Probing the inner boundaries of Saturn's A ring with the Iapetus -1:0 nodal bending wave

TL;DR

This study reinterprets the Iapetus -1:0 nodal bending wave in Saturn's rings, revealing a smooth surface density profile and challenging previous assumptions about the ring's inner edge, with implications for ring structure understanding.

Contribution

It accurately identifies the wave as a nodal bending wave and provides detailed surface density profiles across Saturn's rings using wavelet analysis.

Findings

The wave is a nodal bending wave, not an apsidal density wave.

Surface density varies smoothly, with no abrupt change at the A ring's inner edge.
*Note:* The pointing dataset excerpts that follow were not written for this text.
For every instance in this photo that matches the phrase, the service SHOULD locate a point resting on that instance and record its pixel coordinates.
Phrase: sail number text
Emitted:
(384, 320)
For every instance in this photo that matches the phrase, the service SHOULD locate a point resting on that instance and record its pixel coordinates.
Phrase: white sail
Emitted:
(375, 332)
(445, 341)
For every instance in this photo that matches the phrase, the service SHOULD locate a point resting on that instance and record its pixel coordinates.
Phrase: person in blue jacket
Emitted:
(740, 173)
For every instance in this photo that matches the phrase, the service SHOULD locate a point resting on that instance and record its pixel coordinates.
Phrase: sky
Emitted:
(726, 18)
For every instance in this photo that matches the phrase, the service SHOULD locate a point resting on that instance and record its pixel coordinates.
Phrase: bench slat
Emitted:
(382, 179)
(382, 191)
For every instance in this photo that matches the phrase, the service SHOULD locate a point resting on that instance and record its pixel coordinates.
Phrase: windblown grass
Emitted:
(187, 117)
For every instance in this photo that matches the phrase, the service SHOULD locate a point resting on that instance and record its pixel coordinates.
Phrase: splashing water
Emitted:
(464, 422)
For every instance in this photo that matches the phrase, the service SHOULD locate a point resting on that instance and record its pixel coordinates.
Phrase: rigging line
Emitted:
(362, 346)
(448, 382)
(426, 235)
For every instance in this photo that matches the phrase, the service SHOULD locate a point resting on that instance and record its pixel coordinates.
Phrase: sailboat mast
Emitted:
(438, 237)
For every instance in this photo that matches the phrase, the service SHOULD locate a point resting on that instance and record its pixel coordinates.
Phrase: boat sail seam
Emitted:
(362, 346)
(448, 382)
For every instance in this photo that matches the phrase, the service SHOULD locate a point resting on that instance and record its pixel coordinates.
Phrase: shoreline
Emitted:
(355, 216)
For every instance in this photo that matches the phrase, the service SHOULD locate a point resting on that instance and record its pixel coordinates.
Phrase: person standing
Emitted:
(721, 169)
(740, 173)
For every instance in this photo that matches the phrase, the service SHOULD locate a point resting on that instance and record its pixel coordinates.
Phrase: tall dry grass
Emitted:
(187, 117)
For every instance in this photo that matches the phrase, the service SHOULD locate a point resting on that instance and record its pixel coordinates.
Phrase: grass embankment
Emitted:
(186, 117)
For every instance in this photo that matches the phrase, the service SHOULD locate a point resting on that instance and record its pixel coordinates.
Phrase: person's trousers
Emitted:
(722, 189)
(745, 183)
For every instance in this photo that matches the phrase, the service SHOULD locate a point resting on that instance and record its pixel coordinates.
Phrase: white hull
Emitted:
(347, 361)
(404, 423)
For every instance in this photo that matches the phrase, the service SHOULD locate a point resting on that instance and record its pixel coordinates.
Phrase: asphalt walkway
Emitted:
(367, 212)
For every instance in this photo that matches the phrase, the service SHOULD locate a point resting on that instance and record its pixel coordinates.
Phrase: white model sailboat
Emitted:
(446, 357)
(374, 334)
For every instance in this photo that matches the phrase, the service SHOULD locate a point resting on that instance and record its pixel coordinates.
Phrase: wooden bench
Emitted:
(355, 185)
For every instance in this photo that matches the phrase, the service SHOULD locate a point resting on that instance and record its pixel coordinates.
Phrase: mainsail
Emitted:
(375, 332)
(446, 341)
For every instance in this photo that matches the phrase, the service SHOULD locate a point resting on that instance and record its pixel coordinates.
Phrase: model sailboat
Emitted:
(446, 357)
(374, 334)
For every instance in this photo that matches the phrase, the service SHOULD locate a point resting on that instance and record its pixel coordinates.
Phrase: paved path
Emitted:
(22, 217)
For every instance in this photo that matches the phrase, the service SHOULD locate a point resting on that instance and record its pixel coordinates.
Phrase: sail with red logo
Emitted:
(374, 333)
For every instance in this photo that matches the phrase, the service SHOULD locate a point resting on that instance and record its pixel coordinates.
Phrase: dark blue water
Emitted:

An increase in surface density is observed near the Pandora 5:4 density wave.

Abstract

The Iapetus -1:0 nodal bending wave, the first spiral wave ever described in Saturn's rings, has been seen again for the first time in 29 years. We demonstrate that it is in fact the nodal bending wave, not the 1:0 apsidal density wave as previously reported. We use wavelet analysis to determine the wavelength profile, thus deriving the surface density at every point in the region covered by the bending wave. This profile is consistent with surface densities measured from more localized spiral density waves in the outer Cassini Division and the inner and mid-A Ring, varying smoothly from the low values of the former to the higher values of the latter. Most remarkably, our analysis indicates that there is no significant change in surface density across the boundary between the outer Cassini Division and the inner-A ring, despite the very abrupt increase in optical depth and reflected brightness at this location. We consider anew the nature of the classically identified "inner edge of the A ring," given that it does not appear to be correlated with any abrupt increase in surface density. There is an abrupt increase in surface density at the Pandora 5:4 density wave, ~300 km outward of the A ring's inner edge. Further study is needed to robustly interpret our findings in terms of particle properties and abundances, much less to explain the origins of the implied structure.